I wonder if there’s any coming back this time

MomoCon was this past weekend, and I didn’t go at all, even despite future wife and I having free badges, courtesy of a friend who worked for the con.  We had a lot of wedding decorations to do over the weekend, which consumed pretty much the entire three-day weekend, but the thing is that even if we had no plans, I can’t say that I really would’ve gone anyway. 

I didn’t really know of that many people who were going that I’d have wanted to hope to run into.  And frankly, I had little desire to fight the traffic to go into Downtown Atlanta on a holiday weekend, and I didn’t really feel much desire or inspiration to get my camera out and take pictures of costumers.

The thing is, this time last year, I was in a position where I had wanted to go to MomoCon, but couldn’t, because I had to entertain guests in from out of town.  I had undeniable FOMO as the weekend trucked along and I wasn’t there and I was disappointed that I didn’t get to go when the weekend had passed.

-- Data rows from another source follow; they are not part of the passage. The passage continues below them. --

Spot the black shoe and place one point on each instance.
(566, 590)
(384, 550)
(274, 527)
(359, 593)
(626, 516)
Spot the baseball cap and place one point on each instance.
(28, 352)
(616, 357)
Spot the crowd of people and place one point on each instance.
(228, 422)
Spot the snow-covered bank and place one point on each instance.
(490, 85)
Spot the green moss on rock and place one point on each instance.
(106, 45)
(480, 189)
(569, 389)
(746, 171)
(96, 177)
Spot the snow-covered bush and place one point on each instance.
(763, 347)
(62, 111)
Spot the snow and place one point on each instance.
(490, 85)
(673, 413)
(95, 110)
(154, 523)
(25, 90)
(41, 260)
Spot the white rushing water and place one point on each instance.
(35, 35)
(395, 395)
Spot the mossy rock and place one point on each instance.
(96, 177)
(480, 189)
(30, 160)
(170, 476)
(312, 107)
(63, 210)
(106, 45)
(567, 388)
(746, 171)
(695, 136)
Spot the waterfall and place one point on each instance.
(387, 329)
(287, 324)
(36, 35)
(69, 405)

However this year, I felt no FOMO at all, and I simply didn’t care that didn’t go.  I thought maybe it’s because my weekend was so booked up was why I felt that way, but as I said, there’s no guarantee that I would’ve gone in the first place even if I had the free time.

What I’m getting to is that I think I’m over conventions again.  I say again, because for those who’ve known me for a long time, might remember a stretch of time where I was kind of burned out on conventions, and I really stopped going and actively sought out alternative things to do during them so I could deliberately distance myself from them.  There was part of me that was just being a hipster about things growing in popularity, and there was another part of me that was growing jaded by the increasing notion that conventions were turning into vehicles for attention-starved narcissists to be fake, and some really unsavory clique culture forming.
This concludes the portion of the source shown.